Con HERE, RBSN firma il lavoro più maturo e intimo della sua carriera: un disco che non descrive un luogo fisico, ma una mappa emotiva fatta di presenza, connessione e scoperta di sé. Tra live che diventano rituali, equilibrio tra luce e oscurità, comunità in costruzione e nuovi sensi di responsabilità personale, RBSN racconta un progetto che nasce da una perdita e si compie in una rinascita. Un viaggio interiore che attraversa fragilità, consapevolezze e un suono che abbraccia, accoglie e trasforma.
Un dialogo sul significato di “esserci davvero”, sulla maturità emotiva e sonora raggiunta con HERE, sul rapporto con la propria comunità e su come un album possa diventare un percorso di crescita interiore.
INTERVISTA — RBSN
In “HERE” parli di una mappa emotiva più che di un luogo fisico: cosa significa per te “esserci davvero”, oggi, dentro la musica e dentro te stesso?
Credo che il momento di assoluto presente sia un sottotesto di HERE, ma soprattutto adesso questo “momento” è il live. Sia da un punto di vista tecnico, quindi un luogo in cui lasciarsi andare, sia per una connessione più spirituale, più presente e meno analitica con la musica.
Il disco alterna luce e oscurità, introspezione e groove: quanto è stato necessario perderti per arrivare a questa nuova maturità sonora e personale?
Quanto? Completamente. Ci sono molte esperienze dentro al disco, sia professionali che non, che al tempo magari mi sembravano insormontabili. Poi le ho messe in una canzone. Ritrovarsi e fare una scelta — di suono o personale — è il modo per capire ed affermare la propria maturità.
Dici che HERE è un segnale lanciato per costruire una community: che tipo di connessione sogni con chi si riconoscerà in questo universo sonoro?
Ho pensato a questa domanda a più riprese e si stanno manifestando, con l’uscita del disco, amici ed estranei con la loro lettura dei brani: è bellissimo. Il fatto che la sua eco sia così personale mi rende molto felice.

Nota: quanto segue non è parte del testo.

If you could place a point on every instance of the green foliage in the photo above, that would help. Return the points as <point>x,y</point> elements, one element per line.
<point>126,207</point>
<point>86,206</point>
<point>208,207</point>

L’altra cosa che ho pensato è che vorrei riunire chi è incuriosito da questo mondo sonoro in un luogo tipo studio, per un’esperienza speciale. Chissà che in futuro non si faccia un live in uno studio particolarmente adatto in Italia…
Se questo album fosse un viaggio interiore, quale parte di te senti di aver scoperto per la prima volta proprio durante la sua creazione?
Devo dire che questo album è proprio un viaggio interiore. Con HERE mi sono molto responsabilizzato: ho scoperto un nuovo senso di protezione e di grazia, ho familiarizzato col tema della morte e del lasciare andare, dell’incontro e della costruzione. Una grande porzione di crescita, insomma.